Já o elenco de apoio é composto por nomes como Michael Stuhlbarg (Um Homem Sério, A Forma da Água), David Gordon Green (Joe, Halloween), Chloë Sevigny (Meninos Não Choram, We Are Who We Are) e outros. Desses, os que mais realmente se destacam são a dupla Jake (Stuhlbarg) e Brad (Green), trazendo uma boa construção do universo e até mesmo elementos de horror.
Chegamos então ao personagem coadjuvante mais importante (e polêmico) da trama: Sully, interpretado por Mark Rylance (Não Olhe Para Cima, Jogador Nº 1). Sully é um velho devorador que Maren encontra e a interpretação de Rylance é… estranha, para dizer o mínimo. Claro, muitos consideram ela uma das grandes atuações do ano, e de fato é muito estranho dizer se eu de fato gostei ou não dela, pois é um personagem extremamente caricato, e o ator entrega algumas cenas de maneira natural, outras já está completamente estranho e bonachão.
Toda a sequência final do filme no entanto dá uma bela derrapada, se tornando meio uma novela das nove da Globo, com uma montagem de todo mundo alegre, felizes e resolvidos, para o “vilão final” surgir do nada para ameaçar a protagonista da forma mais brega possível.

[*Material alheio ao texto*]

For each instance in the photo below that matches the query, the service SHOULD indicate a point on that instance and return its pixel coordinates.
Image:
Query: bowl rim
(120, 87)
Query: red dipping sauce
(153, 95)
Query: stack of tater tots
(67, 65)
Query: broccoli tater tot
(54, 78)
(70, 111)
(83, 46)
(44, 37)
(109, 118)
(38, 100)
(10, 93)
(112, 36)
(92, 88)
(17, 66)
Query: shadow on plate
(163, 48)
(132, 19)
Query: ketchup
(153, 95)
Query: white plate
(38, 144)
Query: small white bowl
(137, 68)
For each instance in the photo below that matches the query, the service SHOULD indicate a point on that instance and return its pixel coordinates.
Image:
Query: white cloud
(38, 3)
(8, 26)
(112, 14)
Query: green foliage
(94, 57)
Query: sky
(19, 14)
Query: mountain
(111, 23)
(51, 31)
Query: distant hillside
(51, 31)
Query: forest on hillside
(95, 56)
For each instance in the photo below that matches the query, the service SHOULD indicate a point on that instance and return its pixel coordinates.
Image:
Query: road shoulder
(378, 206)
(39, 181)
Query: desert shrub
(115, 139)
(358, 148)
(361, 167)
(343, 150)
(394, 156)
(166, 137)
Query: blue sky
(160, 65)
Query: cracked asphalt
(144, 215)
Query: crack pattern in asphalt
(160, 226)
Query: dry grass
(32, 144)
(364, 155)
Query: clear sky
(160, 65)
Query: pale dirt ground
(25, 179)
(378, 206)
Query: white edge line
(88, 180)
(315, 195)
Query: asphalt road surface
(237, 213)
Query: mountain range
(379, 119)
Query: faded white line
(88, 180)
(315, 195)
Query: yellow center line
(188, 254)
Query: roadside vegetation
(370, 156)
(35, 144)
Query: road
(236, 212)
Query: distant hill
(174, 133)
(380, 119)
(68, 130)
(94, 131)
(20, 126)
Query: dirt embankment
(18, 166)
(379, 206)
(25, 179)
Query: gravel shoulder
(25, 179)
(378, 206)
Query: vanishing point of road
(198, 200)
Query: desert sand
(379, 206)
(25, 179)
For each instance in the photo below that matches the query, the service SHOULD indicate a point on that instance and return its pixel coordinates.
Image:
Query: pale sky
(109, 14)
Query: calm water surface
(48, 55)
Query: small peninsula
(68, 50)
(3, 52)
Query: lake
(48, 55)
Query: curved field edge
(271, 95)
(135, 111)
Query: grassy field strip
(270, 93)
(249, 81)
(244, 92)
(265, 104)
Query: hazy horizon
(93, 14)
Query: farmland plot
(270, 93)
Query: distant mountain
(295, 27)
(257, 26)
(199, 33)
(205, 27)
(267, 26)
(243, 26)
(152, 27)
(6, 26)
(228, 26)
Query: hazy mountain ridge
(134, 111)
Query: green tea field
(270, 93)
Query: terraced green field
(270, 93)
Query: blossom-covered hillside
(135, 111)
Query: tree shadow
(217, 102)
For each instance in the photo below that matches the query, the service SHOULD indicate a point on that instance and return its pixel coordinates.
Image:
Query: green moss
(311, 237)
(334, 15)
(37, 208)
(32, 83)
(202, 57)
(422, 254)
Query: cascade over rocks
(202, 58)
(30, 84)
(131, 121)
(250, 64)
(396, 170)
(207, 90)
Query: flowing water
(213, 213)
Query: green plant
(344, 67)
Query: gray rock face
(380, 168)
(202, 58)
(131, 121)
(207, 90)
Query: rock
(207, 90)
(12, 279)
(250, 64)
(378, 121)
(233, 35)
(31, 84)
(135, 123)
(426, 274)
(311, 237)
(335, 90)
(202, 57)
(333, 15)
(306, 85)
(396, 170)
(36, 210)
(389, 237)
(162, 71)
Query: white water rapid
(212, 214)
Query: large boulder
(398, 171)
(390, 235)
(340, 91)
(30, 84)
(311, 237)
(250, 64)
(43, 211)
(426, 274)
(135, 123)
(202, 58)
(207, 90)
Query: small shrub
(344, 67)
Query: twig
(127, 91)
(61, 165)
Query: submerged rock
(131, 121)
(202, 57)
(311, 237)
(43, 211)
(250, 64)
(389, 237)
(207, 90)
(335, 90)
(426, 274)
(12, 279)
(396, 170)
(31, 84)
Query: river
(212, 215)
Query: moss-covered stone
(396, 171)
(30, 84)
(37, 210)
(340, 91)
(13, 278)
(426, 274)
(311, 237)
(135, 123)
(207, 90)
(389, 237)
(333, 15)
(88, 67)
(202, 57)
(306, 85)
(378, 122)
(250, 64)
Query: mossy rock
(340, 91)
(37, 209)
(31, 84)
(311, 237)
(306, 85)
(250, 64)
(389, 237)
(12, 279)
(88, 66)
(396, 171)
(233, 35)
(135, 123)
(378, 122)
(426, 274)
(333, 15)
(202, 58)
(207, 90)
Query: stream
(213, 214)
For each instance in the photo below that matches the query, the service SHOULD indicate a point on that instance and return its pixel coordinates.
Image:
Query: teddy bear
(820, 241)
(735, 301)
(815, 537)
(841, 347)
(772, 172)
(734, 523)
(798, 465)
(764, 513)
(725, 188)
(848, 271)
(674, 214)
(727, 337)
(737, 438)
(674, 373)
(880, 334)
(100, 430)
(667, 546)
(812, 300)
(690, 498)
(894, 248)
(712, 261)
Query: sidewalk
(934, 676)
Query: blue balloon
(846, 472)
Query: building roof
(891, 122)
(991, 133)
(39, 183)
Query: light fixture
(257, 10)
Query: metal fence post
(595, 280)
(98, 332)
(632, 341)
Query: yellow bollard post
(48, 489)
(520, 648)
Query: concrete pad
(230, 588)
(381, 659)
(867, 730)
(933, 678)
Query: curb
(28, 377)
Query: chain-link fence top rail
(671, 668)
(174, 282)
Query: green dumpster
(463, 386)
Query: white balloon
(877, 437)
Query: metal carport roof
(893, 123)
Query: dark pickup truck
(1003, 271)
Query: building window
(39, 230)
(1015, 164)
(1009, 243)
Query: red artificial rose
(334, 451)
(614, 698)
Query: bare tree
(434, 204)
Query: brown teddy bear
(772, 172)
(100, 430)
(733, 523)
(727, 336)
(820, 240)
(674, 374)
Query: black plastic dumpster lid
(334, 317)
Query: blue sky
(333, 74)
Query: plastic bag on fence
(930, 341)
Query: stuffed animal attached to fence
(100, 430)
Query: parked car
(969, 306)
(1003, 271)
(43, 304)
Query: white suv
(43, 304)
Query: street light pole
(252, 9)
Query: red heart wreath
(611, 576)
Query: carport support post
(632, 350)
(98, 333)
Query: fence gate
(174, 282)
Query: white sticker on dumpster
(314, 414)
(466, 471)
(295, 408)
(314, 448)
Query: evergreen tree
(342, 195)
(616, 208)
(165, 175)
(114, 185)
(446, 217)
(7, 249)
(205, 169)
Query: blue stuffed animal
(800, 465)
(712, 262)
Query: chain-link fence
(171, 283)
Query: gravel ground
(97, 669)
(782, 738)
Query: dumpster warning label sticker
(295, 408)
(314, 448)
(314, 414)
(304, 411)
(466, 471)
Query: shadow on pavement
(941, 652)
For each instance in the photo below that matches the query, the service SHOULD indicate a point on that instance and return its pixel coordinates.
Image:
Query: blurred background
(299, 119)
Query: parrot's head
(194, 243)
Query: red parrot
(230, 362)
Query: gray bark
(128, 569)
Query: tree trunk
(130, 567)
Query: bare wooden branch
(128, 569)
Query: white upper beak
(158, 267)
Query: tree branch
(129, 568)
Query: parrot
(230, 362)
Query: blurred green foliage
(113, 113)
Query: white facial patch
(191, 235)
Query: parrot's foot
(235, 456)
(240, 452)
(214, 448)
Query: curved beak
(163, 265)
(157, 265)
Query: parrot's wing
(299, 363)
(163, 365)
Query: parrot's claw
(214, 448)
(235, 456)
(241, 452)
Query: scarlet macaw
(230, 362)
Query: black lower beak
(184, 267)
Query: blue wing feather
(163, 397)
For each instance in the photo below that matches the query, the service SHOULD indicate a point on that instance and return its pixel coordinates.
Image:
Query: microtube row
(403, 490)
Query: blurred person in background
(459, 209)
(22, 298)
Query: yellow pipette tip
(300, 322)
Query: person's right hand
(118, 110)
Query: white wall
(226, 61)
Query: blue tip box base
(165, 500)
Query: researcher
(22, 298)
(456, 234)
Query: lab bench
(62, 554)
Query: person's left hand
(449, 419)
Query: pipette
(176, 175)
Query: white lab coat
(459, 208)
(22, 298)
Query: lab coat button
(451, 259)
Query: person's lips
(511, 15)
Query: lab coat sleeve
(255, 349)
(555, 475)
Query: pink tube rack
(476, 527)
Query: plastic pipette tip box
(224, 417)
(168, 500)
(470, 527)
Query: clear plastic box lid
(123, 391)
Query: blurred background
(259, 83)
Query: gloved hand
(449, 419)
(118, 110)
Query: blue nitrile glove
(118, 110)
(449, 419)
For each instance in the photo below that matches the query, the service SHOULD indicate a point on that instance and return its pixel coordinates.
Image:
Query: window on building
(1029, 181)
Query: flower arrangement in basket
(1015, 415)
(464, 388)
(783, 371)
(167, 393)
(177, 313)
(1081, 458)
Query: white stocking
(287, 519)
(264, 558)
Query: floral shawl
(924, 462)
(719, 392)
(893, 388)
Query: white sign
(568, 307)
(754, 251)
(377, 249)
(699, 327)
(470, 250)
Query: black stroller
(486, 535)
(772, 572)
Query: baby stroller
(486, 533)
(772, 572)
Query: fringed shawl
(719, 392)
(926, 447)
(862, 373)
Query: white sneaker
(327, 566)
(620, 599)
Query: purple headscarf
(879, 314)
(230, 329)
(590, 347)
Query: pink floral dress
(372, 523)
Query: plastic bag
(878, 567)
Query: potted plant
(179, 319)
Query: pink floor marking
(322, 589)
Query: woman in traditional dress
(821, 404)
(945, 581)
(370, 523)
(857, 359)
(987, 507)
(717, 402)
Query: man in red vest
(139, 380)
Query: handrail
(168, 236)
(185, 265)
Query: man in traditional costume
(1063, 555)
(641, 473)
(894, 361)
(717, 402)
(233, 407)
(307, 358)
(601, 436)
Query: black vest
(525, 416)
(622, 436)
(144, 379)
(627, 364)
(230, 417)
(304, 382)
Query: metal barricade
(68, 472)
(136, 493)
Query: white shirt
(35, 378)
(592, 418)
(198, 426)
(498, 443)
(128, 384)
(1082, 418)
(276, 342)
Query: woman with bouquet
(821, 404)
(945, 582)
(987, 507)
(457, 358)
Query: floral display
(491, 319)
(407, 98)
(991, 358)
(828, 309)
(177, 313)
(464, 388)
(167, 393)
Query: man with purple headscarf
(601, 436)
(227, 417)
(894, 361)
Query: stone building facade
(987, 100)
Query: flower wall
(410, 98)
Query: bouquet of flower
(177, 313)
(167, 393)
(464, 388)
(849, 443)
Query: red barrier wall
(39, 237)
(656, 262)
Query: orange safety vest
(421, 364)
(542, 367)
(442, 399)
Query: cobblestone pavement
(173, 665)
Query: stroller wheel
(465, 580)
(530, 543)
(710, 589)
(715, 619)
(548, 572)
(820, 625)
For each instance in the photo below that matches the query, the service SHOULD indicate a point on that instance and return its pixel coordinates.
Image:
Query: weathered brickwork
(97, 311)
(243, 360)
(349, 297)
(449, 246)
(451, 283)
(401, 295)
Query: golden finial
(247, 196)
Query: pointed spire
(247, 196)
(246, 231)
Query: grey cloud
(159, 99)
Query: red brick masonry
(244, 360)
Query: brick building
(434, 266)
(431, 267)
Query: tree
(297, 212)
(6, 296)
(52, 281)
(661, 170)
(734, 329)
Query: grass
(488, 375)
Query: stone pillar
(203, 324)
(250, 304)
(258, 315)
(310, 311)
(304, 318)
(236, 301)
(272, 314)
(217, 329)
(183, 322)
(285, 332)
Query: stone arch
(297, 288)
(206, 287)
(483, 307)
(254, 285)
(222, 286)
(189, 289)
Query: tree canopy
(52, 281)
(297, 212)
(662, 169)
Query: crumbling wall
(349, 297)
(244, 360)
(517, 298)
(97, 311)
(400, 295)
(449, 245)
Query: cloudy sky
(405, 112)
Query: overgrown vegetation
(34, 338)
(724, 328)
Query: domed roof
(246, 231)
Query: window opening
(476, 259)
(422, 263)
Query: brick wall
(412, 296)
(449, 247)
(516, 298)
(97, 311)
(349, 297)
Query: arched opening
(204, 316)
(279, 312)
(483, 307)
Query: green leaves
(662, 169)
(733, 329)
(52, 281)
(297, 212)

Apesar de alguns deslizes e estranhezas, “Até os Ossos” é mais um grande trabalho de Guadagnino como diretor. Uma história que na superfície pode parecer chocante, brutal e violenta, mas que no cerne é uma linda jornada de autodescobrimento de uma garota que precisa descobrir os mistérios do seu passado e o que ela realmente é. Não é o melhor filme do ano ou o melhor da carreira do cineasta, mas é uma linda história que merece ser vista.